Saturday 15 November 2014

Sunset for Double Taxation Agreement Treaties

  Business Economics & Services Team


                            Sunset for Double Taxation Agreement Treaties?

Every successive government in India promises that they would look into the operation of Double Taxation Avoidance Treaties signed with more than 60 countries to enable the underlying assets to be taxed only in one country. That is fair and equitable, to say the least. Why then we have to have a re - look at those treaties? Here comes the catch. They are enablers to dodge taxes, through a process called round tripping. In plain language for money laundering. Billions of dollars are routed through tax havens like Mauritius, Cyprus, Malta etc. where tax exemptions are allowed liberally for investment in other countries, particularly India. The company wanting to take advantage of the facilities  of  tax advantage offered by these countries will have an office (mostly a post box address) and channelize  millions dollars meant for investment in a third country through these tax havens. The capital gains tax  in these countries are pegged at zero or at a very nominal rate , which is charged once the money invested by the FII is withdrawn from the host country. Since the money is taxed only in one country, the investors want their investment to come under  the tax regime of the havens. That way they escape the tax. 

How much money is saved by the investor in this matter? Let the facts speak for itself. In December 2012, the total investment of FIIs in India through Mauritius  was a whopping Rs 3,51,356 crore. Assuming that these investments in the stock market were withdrawn in 2013, the total capital gains tax payable in India will be the 30 percent of the profit made on the investment. In ordinary situation, the FIIs at the time  of withdrawal will make a profit of 30 to 40 percent on their capital. That means that they have to pay 30 percent tax on the appreciated amount. But  they  end up in paying zero taxes since they indicate their option to be taxed in Mauritius, where the tax rate is zero.
 Who is a loser in the game. It is the Indian revenue department. The Mauritius is only a conduit for chanlizing investment. No wealth is created there. Rather they stand to benefit since the entire economy revolves around the revenue they generate from the upstream and downstream processes of round tripping. These include registration fee for the shell companies incorporated, make shift offices set up in that country to establish their credentials, heavy travels into that country, bank charges, employment of the locals, rentals of the office premises, hotel bookings, other hospitality services like taxis, entertainment and what have you.

All tax havens have their own  reservations about streamlining their processes and bringing in transparencies in their operations. That is understandable because they have great stakes in such operations.
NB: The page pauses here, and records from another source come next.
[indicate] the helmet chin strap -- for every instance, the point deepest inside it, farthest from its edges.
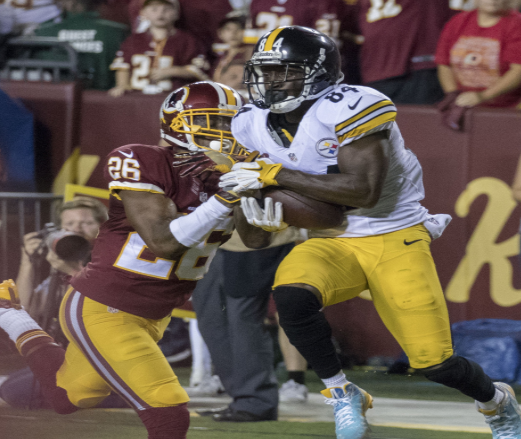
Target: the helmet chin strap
(225, 147)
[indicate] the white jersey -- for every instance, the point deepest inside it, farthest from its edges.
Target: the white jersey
(337, 119)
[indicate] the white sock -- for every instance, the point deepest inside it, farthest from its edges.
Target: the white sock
(339, 380)
(17, 321)
(494, 402)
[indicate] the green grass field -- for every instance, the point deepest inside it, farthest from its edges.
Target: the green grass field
(117, 424)
(124, 424)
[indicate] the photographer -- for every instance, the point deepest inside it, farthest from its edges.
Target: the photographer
(79, 222)
(82, 216)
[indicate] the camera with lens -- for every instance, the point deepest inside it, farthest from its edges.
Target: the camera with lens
(68, 246)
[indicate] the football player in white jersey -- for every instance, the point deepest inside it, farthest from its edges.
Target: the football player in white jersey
(341, 144)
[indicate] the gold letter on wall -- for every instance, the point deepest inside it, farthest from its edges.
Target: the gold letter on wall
(482, 247)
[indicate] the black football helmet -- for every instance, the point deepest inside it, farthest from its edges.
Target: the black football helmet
(293, 48)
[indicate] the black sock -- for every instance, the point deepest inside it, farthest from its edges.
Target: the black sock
(307, 329)
(298, 376)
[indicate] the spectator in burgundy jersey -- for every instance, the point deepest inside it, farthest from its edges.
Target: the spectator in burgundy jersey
(230, 64)
(162, 58)
(399, 43)
(479, 56)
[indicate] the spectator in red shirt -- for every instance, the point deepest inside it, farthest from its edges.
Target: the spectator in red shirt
(479, 55)
(161, 59)
(399, 43)
(230, 64)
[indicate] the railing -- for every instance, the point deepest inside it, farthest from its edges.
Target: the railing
(21, 213)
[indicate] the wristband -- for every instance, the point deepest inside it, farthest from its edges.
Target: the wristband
(191, 229)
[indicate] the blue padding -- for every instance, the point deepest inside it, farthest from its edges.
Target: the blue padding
(16, 145)
(495, 344)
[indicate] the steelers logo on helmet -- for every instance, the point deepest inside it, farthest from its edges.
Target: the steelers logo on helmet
(327, 147)
(289, 65)
(198, 117)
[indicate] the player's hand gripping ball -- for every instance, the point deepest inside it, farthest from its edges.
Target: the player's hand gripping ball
(251, 175)
(304, 212)
(270, 218)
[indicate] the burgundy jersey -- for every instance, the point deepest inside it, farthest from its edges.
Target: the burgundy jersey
(140, 53)
(123, 273)
(400, 35)
(326, 16)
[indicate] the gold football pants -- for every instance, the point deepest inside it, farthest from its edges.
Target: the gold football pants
(111, 349)
(398, 270)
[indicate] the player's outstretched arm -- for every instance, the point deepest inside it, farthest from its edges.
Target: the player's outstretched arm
(151, 214)
(363, 166)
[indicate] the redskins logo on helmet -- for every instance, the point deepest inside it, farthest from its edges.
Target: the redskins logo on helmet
(198, 116)
(303, 57)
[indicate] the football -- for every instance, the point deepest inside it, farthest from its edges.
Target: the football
(304, 212)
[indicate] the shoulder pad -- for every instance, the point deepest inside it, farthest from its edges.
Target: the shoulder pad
(242, 122)
(356, 111)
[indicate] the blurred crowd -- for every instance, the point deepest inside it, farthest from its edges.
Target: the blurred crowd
(458, 53)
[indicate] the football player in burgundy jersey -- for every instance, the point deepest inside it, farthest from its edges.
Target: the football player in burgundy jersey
(167, 216)
(341, 144)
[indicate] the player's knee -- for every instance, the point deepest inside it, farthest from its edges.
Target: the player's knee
(83, 396)
(300, 316)
(429, 355)
(166, 422)
(170, 394)
(449, 373)
(295, 303)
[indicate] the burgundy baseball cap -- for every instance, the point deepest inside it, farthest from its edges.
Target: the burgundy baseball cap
(174, 3)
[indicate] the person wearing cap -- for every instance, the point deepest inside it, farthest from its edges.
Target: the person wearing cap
(160, 59)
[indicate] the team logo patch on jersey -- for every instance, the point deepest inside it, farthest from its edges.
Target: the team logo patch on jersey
(328, 147)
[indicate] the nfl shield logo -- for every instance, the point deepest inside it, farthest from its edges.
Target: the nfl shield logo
(328, 147)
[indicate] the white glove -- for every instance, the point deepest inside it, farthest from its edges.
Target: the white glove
(269, 219)
(436, 224)
(246, 176)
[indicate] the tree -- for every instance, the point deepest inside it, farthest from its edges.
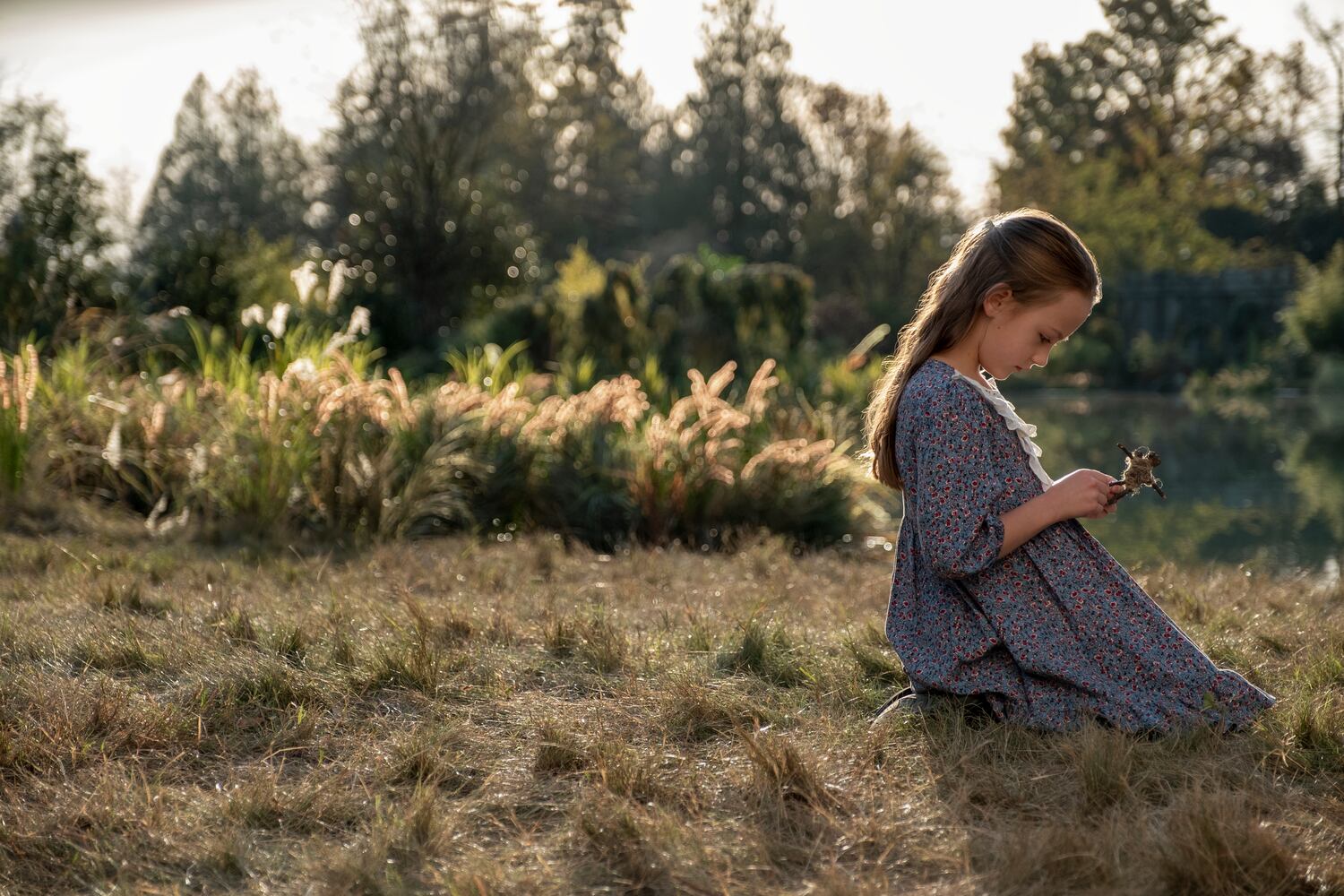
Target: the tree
(1166, 91)
(739, 148)
(599, 169)
(435, 164)
(53, 234)
(228, 169)
(883, 212)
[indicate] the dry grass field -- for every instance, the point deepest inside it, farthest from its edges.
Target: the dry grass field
(478, 718)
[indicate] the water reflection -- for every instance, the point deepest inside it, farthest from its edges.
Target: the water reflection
(1253, 482)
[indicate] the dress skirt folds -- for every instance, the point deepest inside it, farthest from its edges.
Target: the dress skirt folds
(1056, 632)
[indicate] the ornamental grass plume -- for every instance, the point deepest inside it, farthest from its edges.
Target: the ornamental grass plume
(18, 387)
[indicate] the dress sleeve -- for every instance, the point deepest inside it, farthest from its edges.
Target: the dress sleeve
(956, 484)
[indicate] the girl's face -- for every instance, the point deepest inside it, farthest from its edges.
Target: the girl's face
(1019, 338)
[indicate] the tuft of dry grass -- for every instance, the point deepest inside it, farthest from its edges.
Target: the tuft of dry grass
(523, 716)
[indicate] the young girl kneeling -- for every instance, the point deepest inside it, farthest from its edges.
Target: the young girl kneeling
(1000, 597)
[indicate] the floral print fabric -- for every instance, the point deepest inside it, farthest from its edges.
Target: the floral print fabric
(1054, 633)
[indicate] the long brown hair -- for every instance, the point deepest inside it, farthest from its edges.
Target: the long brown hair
(1030, 250)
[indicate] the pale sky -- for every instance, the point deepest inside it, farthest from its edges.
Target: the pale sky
(118, 69)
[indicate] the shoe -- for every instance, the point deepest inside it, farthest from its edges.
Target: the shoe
(973, 711)
(905, 700)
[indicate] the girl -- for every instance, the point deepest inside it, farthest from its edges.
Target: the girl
(1000, 598)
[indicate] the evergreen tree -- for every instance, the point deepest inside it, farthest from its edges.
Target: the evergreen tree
(228, 169)
(742, 155)
(883, 212)
(53, 236)
(599, 169)
(435, 166)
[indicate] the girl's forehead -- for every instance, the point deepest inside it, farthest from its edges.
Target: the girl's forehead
(1067, 312)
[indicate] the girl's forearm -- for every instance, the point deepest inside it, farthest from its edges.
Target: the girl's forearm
(1026, 520)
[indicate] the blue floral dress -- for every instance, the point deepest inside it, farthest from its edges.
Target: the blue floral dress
(1054, 633)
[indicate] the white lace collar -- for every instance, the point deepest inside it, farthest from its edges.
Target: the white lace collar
(1026, 432)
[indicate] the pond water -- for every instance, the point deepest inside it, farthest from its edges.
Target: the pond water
(1257, 484)
(1250, 482)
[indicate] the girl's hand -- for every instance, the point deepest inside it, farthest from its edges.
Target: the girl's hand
(1082, 493)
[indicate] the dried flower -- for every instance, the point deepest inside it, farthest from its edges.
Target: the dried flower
(306, 279)
(253, 316)
(279, 316)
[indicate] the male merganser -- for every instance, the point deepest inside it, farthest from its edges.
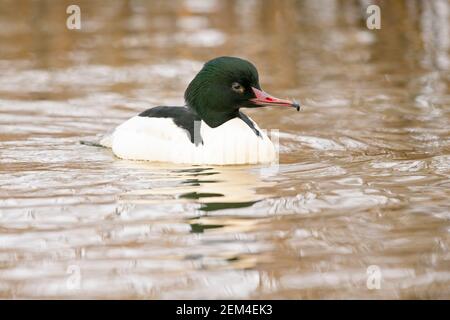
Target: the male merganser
(210, 129)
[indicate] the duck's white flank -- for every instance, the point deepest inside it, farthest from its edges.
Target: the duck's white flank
(160, 139)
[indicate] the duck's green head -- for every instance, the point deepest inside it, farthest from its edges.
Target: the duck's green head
(223, 86)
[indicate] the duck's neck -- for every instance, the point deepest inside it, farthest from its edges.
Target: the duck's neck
(215, 118)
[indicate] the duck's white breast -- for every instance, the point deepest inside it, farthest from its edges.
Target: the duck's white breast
(160, 139)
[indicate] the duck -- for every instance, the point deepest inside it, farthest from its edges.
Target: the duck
(210, 129)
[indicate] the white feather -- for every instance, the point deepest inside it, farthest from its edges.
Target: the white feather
(159, 139)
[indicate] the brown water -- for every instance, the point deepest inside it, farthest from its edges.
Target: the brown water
(364, 174)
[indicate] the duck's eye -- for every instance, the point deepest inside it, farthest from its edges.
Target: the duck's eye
(237, 87)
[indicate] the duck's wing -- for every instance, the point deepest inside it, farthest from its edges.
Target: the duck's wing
(157, 134)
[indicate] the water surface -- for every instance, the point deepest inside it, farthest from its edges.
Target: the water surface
(364, 173)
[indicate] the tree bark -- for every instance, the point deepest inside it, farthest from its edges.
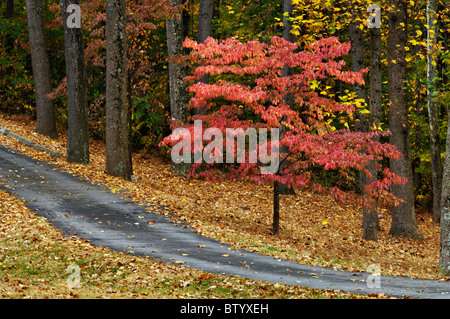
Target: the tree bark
(436, 165)
(444, 255)
(365, 122)
(78, 125)
(404, 222)
(276, 209)
(9, 9)
(117, 147)
(205, 17)
(179, 97)
(41, 69)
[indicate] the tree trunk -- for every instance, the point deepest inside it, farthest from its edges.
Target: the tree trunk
(205, 17)
(364, 122)
(444, 256)
(404, 222)
(117, 146)
(179, 97)
(9, 9)
(41, 69)
(288, 8)
(276, 209)
(436, 165)
(78, 126)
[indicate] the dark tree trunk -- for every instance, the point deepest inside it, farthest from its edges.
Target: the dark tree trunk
(276, 209)
(178, 95)
(9, 9)
(364, 122)
(288, 98)
(436, 165)
(78, 126)
(117, 147)
(404, 222)
(444, 255)
(41, 69)
(205, 17)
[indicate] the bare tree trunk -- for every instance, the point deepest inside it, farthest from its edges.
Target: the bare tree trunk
(41, 69)
(288, 9)
(276, 209)
(436, 165)
(178, 95)
(117, 147)
(404, 222)
(205, 17)
(444, 255)
(363, 121)
(9, 9)
(78, 126)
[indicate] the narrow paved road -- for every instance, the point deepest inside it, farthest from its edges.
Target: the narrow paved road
(94, 213)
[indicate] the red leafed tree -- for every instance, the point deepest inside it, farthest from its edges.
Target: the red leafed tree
(247, 90)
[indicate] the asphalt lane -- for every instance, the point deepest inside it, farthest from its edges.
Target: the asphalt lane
(78, 207)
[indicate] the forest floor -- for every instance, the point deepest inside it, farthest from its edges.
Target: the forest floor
(314, 229)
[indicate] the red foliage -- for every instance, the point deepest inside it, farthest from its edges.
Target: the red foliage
(247, 90)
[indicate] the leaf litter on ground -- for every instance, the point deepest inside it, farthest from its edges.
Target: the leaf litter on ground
(314, 228)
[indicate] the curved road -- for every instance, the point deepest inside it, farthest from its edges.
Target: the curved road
(94, 213)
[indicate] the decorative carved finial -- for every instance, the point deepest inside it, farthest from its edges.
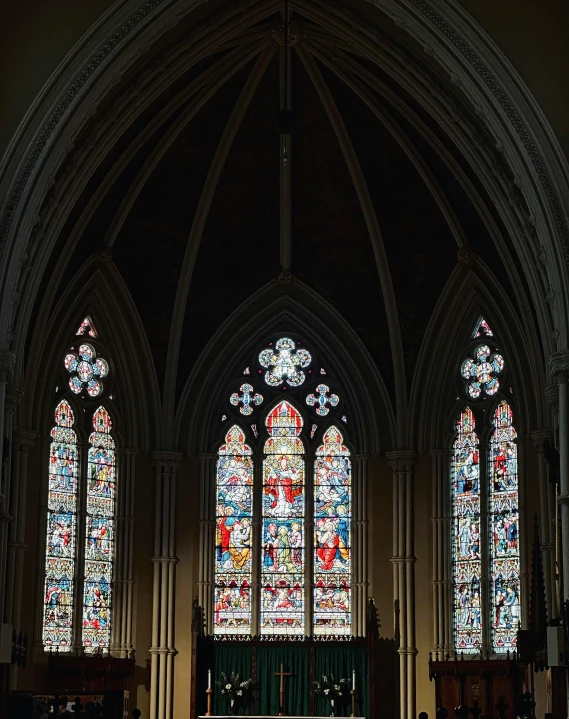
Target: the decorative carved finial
(295, 34)
(285, 278)
(466, 256)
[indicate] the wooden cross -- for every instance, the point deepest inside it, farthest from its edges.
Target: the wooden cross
(282, 674)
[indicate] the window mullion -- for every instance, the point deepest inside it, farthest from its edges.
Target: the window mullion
(485, 592)
(309, 547)
(79, 583)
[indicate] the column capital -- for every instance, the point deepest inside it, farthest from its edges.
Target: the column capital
(25, 438)
(166, 461)
(7, 364)
(540, 437)
(559, 366)
(401, 459)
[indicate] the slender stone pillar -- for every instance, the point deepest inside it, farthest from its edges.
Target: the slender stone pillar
(207, 538)
(559, 365)
(403, 559)
(123, 576)
(360, 553)
(23, 440)
(442, 574)
(7, 360)
(540, 438)
(162, 651)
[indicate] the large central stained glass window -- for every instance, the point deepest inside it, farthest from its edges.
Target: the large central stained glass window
(284, 501)
(283, 533)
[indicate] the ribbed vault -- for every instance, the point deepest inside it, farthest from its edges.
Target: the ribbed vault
(388, 193)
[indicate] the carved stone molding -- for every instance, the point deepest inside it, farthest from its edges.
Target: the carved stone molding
(559, 366)
(7, 364)
(540, 437)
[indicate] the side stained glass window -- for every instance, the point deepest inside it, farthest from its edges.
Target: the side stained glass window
(504, 530)
(332, 540)
(61, 531)
(99, 534)
(466, 535)
(283, 509)
(234, 541)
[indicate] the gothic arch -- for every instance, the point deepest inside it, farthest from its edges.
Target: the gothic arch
(472, 291)
(498, 94)
(100, 293)
(372, 425)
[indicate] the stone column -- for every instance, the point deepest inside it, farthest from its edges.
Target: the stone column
(207, 538)
(11, 497)
(23, 440)
(559, 365)
(540, 437)
(360, 553)
(7, 361)
(123, 575)
(162, 651)
(403, 559)
(442, 563)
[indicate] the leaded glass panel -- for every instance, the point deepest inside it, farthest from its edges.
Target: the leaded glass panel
(332, 536)
(234, 540)
(504, 530)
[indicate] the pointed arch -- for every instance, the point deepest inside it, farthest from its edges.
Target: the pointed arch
(332, 536)
(283, 574)
(235, 542)
(60, 567)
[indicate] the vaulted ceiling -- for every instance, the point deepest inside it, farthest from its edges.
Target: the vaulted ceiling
(187, 199)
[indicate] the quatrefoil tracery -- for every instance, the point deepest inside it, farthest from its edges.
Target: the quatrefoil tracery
(87, 370)
(481, 372)
(322, 399)
(248, 399)
(285, 363)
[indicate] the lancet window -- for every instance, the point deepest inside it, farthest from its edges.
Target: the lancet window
(283, 519)
(81, 506)
(485, 506)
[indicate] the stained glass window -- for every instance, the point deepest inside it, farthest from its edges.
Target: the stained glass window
(99, 534)
(88, 327)
(234, 539)
(466, 535)
(285, 363)
(504, 530)
(482, 328)
(283, 509)
(332, 536)
(61, 531)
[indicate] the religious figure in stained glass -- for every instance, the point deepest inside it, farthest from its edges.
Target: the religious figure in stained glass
(504, 530)
(282, 571)
(61, 531)
(332, 541)
(466, 535)
(234, 540)
(99, 534)
(285, 363)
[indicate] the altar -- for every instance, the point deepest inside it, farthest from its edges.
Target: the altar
(296, 663)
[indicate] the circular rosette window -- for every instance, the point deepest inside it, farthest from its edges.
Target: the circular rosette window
(481, 372)
(87, 370)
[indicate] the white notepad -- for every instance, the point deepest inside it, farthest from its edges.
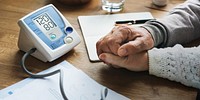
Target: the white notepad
(77, 85)
(96, 26)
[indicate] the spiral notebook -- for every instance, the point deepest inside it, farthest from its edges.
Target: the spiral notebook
(96, 26)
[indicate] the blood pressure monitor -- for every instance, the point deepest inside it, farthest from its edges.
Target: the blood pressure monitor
(47, 30)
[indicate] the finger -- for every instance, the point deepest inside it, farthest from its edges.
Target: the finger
(132, 47)
(111, 59)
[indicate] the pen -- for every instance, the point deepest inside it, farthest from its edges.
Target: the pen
(141, 21)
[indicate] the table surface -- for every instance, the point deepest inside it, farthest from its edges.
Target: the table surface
(135, 85)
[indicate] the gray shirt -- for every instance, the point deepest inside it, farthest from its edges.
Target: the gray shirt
(177, 63)
(181, 26)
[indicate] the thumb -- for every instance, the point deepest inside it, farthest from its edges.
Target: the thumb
(111, 59)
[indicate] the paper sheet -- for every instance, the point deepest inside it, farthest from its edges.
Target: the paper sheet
(77, 85)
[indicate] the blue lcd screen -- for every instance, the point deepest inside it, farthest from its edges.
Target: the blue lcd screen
(48, 26)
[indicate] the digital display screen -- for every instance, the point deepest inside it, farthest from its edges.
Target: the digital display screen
(44, 22)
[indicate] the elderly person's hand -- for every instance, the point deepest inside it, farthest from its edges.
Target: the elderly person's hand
(125, 40)
(133, 62)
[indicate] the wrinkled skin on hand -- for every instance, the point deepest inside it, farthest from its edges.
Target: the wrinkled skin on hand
(126, 46)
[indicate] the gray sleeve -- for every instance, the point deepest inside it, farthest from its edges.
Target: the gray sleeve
(180, 26)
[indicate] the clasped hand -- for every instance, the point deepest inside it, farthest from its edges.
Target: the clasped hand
(126, 47)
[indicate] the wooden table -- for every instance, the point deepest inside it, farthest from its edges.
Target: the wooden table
(135, 85)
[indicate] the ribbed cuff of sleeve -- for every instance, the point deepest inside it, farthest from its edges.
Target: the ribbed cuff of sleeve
(158, 32)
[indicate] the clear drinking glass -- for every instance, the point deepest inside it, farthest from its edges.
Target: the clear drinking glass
(112, 6)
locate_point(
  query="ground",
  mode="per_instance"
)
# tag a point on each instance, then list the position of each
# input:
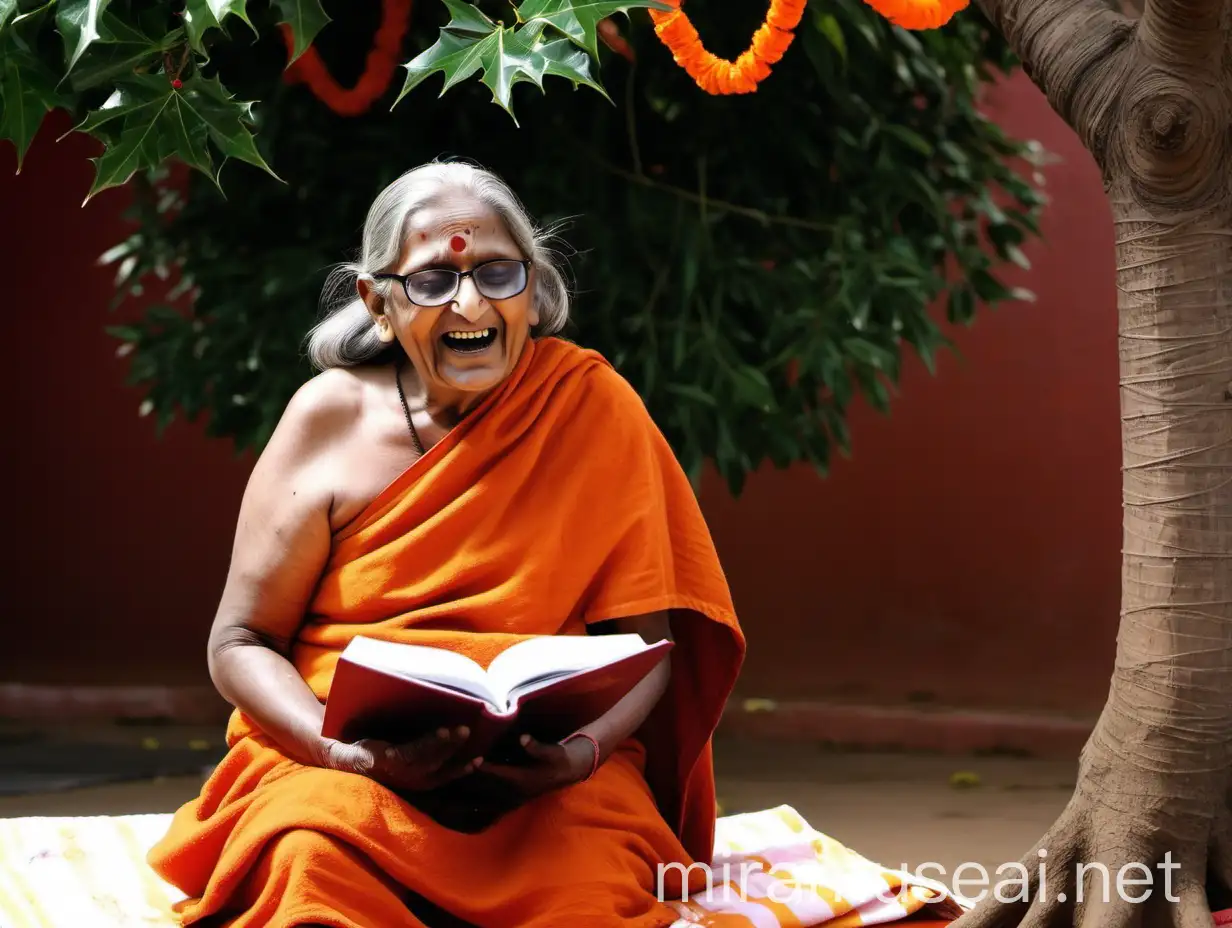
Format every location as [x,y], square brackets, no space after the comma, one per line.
[913,810]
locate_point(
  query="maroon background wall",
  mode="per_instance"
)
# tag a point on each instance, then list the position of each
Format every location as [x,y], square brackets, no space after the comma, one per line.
[972,530]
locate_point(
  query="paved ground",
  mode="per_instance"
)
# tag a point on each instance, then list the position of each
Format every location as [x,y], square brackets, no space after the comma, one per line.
[897,809]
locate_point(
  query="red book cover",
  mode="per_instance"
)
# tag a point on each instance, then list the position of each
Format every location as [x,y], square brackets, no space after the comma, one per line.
[402,704]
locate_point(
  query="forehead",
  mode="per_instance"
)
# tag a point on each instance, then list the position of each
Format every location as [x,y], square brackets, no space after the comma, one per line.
[453,212]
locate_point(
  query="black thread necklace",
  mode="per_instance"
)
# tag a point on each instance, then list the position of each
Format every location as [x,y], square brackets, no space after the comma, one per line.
[402,396]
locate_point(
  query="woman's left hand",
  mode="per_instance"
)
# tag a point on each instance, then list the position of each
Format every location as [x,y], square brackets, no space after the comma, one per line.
[548,767]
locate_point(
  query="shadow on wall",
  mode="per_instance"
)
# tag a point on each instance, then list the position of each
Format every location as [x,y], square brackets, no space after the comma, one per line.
[976,528]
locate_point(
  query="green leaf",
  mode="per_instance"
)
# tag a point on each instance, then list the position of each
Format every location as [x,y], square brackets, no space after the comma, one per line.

Their economies may collapse once they are forced to toe in line. But why the Indian government is following a switch on switch off policy? Are they serious about implementing what they preach. Many have doubts about the government reaching the bottom of the case. Across the party lines, there is a strong nexus among politicians, business tycoons and bureaucrats. That is a strong nexus. It may take several years with the active involvement of upright politicians and officialdom to break that nexus. Sooner we do that, the better since the public is aware of  these skeletons in cupboard and there is a limit for their tolerance.